Personal details
- Alma mater: University of Cambridge
- Profession: Biomedical scientist
- Fields: Developmental biology Neuroscience
- Institutions: The Rockefeller University University of Cambridge Centre for Genomic Regulation Harvard University National Institute of Genetics Helmholtz Center Munich New York University Abu Dhabi
- Thesis: (2002)
- Doctoral advisor: Daniel St Johnston

= Hernan López-Schier =

Developmental biologist and neuroscientist

Dr. Hernán López-Schier is a developmental biologist and neuroscientist known for his work on sensory biology and organ regeneration. He is an associate faculty at the Graduate School of Quantitative Biology at LMU Munich, Germany, and visiting professor at the New York University Abu Dhabi, United Arab Emirates.

== Education ==
López-Schier trained in molecular genetics at the Rockefeller University in New York City. In 1997, he moved to the University of Cambridge to pursue a PhD in genetics and cell biology at the Gurdon Institute under the mentorship of Daniel St Johnston, FRS.

== Career ==
After his PhD, López-Schier joined the group of Kavli Prize laureate A. James Hudspeth as a Postdoctoral Fellow, funded by the Wellcome Trust and the Life Sciences Research Foundation as Howard Hughes Medical Institute fellow.

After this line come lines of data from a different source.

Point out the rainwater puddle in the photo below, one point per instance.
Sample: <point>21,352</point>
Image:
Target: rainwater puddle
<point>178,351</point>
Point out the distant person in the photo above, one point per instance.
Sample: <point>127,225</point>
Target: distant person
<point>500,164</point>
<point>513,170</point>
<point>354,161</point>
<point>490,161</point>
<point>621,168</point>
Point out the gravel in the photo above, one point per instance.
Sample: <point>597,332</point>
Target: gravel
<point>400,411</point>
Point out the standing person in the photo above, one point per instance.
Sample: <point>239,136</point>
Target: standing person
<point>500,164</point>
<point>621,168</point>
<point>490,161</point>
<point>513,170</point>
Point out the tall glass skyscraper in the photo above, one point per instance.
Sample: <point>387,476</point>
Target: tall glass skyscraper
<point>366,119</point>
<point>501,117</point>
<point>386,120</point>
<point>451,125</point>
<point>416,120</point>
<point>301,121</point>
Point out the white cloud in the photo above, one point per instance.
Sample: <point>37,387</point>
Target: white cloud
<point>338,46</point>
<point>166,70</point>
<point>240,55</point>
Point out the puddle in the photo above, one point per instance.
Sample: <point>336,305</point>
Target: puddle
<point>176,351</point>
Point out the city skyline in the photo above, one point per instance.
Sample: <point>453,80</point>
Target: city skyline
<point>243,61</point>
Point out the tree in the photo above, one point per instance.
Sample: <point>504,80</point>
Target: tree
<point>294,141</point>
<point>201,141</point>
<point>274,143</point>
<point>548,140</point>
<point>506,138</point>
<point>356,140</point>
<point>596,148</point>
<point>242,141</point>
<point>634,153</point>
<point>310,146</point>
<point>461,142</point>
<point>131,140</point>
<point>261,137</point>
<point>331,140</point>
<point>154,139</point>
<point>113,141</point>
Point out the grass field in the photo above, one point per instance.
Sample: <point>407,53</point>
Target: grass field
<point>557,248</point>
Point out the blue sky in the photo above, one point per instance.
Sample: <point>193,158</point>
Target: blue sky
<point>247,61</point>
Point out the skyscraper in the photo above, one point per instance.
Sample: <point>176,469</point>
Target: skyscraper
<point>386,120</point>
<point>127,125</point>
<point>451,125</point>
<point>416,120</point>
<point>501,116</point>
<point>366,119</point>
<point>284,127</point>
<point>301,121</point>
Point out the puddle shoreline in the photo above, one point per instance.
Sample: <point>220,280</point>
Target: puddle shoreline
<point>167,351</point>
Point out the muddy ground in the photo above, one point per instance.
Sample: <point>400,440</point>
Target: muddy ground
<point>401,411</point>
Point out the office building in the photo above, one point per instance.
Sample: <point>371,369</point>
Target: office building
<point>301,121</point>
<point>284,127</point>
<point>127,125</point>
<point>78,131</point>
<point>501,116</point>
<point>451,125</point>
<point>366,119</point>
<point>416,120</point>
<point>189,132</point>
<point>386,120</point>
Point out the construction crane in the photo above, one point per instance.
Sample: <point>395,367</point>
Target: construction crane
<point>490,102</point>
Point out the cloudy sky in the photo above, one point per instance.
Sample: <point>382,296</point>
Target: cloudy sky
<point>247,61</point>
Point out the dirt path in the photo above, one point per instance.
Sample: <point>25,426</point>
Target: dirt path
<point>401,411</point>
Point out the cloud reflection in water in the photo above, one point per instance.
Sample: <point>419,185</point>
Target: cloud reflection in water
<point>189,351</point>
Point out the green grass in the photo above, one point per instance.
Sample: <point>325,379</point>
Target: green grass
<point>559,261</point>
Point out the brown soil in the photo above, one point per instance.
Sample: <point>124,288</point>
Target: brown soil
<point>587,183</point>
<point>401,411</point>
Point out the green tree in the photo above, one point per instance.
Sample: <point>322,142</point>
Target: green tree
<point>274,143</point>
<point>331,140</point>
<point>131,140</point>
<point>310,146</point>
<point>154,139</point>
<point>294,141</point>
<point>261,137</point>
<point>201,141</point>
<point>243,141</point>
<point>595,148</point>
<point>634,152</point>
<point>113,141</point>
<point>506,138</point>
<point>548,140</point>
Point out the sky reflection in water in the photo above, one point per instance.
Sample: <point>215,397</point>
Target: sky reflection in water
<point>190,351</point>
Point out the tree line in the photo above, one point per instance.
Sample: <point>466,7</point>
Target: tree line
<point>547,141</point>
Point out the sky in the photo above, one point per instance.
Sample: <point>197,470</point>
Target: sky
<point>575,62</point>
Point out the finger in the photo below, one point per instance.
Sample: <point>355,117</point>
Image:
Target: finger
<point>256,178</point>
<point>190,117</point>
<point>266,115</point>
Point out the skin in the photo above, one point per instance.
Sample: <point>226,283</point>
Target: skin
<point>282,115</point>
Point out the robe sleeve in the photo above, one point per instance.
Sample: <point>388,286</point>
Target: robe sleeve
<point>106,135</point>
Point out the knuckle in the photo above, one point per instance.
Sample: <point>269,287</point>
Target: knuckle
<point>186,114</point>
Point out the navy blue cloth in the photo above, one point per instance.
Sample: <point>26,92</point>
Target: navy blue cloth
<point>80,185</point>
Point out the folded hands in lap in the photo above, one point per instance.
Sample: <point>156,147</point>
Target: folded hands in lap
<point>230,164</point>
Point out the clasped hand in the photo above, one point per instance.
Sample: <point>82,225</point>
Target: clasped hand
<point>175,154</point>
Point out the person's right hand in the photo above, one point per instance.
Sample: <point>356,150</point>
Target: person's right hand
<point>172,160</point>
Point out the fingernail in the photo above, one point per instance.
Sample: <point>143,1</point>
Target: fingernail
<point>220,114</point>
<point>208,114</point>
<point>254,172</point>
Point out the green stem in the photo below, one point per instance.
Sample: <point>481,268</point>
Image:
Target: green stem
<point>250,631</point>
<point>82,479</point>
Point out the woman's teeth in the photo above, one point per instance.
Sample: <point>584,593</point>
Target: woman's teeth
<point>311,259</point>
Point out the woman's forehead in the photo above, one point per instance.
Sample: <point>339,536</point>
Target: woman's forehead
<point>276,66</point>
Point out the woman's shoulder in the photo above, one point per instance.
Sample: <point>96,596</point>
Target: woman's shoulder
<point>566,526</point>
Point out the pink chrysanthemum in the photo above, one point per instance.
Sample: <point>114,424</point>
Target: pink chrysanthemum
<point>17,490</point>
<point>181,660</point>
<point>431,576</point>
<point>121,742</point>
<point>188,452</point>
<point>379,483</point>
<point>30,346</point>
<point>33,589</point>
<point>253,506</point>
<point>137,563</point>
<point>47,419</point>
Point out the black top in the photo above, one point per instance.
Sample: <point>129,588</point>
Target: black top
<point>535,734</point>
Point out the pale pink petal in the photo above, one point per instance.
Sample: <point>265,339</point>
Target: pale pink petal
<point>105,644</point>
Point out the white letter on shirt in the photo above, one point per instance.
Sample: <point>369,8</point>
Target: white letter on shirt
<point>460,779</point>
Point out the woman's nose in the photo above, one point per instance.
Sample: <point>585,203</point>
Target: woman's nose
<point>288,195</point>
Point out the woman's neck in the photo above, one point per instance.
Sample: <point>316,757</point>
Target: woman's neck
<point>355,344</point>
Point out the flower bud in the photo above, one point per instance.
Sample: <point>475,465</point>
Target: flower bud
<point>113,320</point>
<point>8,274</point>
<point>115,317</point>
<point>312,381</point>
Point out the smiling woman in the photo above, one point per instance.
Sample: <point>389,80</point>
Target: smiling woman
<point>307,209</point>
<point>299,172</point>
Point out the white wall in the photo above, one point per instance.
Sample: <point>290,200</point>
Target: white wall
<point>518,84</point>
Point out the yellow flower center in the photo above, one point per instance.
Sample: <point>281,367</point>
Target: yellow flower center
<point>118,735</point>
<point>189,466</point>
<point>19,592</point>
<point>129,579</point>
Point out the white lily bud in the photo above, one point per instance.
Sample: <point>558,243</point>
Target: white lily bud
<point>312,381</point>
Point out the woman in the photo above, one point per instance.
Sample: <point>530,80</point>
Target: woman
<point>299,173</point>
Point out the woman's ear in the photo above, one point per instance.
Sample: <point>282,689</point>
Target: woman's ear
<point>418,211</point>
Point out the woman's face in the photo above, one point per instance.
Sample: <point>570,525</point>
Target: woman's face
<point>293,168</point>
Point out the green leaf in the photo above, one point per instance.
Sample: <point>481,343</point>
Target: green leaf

In 2007, he moved to the Centre for Genomic Regulation in Barcelona, Spain, as junior group leader, funded by the Spanish Ministry of Science and Innovation and an award by the European Research Council. In 2011–2016 he chaired a Research Networking Program from the European Science Foundation. Between 2012 and 2023 he was research unit director at the Helmholtz Zentrum München, and member of the Graduate School of Systemic Neurosciences at LMU Munich, Germany. Other academic positions were as Visiting Scholar at the National Institute of Genetics in Mishima, Japan in 2008 and 2019, Visiting Scientist at the Janelia Research Campus in 2014, Visiting professor at Harvard University, and member of the Professional Development Committee at the Society for Neuroscience from 2020 to 2023. He has served at scientific review panels for Austrian, French, Spanish, Portuguese, Swiss and British government agencies, and is a member of the Project Evaluation Committee of the EMBL Imaging Centre. In 2019, he was appointed to the Scientific Advisory Board of the biotechnology company Sensorion.

His group has made a significant contribution to sensory regeneration, having been the first to use optogenetics to repair damaged neurons, and the first to identify the source of hair-cell regeneration. As of 2023, he has an H-index of 29.